Token cost delta is consistent at +20-28% across all 3 features. Possible
harness change: increased verbosity in spec/review phases. Consider running
/caudit to look for systemic patterns, or inspect agents/*.md if regressions
appear in a specific agent type.

You decide whether the deltas warrant a deeper investigation. The skill never spawns subagents and never auto-applies any fix.

What It Reads / Writes

Reads Writes
.correctless/meta/harness-fingerprint.json (read-only — sole writer is the script) .correctless/meta/model-baselines.json (with --capture-baseline only, schema_version: 1 from creation)
.correctless/meta/intensity-calibration.json (qa_rounds, total_tokens, harness_version) .correctless/artifacts/cmodelupgrade-{slug}.md (the rendered report)
.correctless/artifacts/cost-*.json (total_cost_usd glob) (no other writes — TB-004 / PRH-003 forbid auto-application)
.correctless/artifacts/workflow-state-*.json (phase_count)  
.correctless/test-features/baseline.md (controlled-baseline reference feature)  

Common Issues

  • “No baseline available”: Either no qualifying runs have been recorded for the current {model}+{HARNESS_VERSION} key, or the baseline file is missing.
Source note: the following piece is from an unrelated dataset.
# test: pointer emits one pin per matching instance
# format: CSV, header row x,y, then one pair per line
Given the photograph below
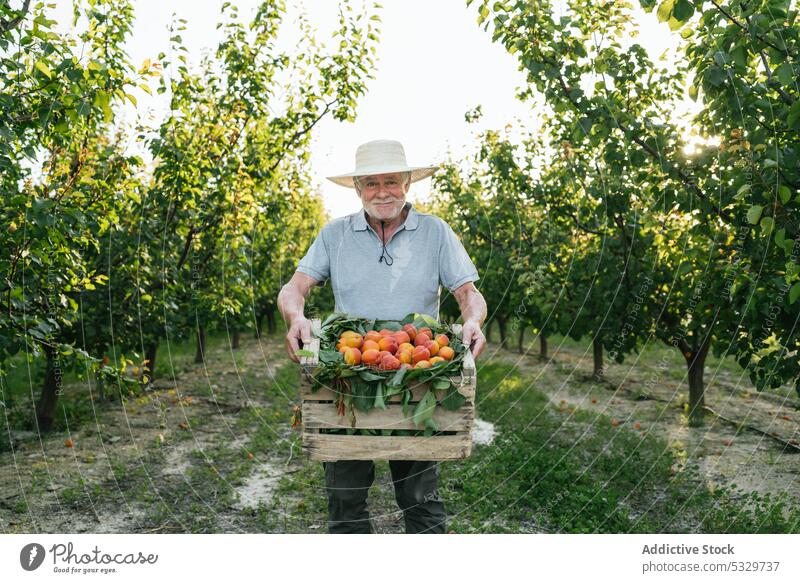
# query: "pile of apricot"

Run /cmodelupgrade --capture-baseline after running /cauto on .correctless/test-features/baseline.md (scaffolded by /csetup).
  • “need at least 2 qualifying runs”: --capture-baseline requires ≥2 complete runs at the current key. Pipeline-aborted runs marked incomplete in their workflow state are excluded — degenerate runs cannot poison the baseline.
  • pre-fingerprint baseline label: When only entries from before the fingerprint mechanism was added qualify, the report uses them with this explicit label. The exact-match pool (entries tagged with harness_version) is preferred whenever it exists. Pools are never mixed.
  • schema_version mismatch on model-baselines.json: BND-004’s fail-open path emits a one-line stderr warning, treats the baseline as missing, and prompts re-capture. Never errors, never blocks.

Constraints

  • Strictly advisory (PRH-001/PRH-003). The exit-code contract is 0 (success including no-baseline message), 1 (unexpected error), 2 (unrecoverable corruption with no migration). The report never auto-triggers any migration, agent file change, or skill modification.
  • Per-feature granularity only. Per-skill granularity is deferred until audit-trail records per-phase qa_rounds and token-tracking can backfill from cost artifacts (both upstream changes are out-of-scope here).
  • Sole writer of model-baselines.json. The fingerprint file itself (harness-fingerprint.json) is read-only here — sole writer is scripts/harness-fingerprint.sh. Both files are protected by hooks/sensitive-file-guard.sh which blocks Edit/Write AND Bash redirects (PRH-002 structural enforcement, mitigates AP-022).
  • No subagents (ME-12 of harness-fingerprint spec). All aggregation, comparison, and report rendering happens inline. The Task tool is excluded from allowed-tools.
  • Path discovery via workflow-advance.sh status for every artifact (AP-025 / PMB-004). Never assumes the orchestrator already knows artifact paths from conversation context.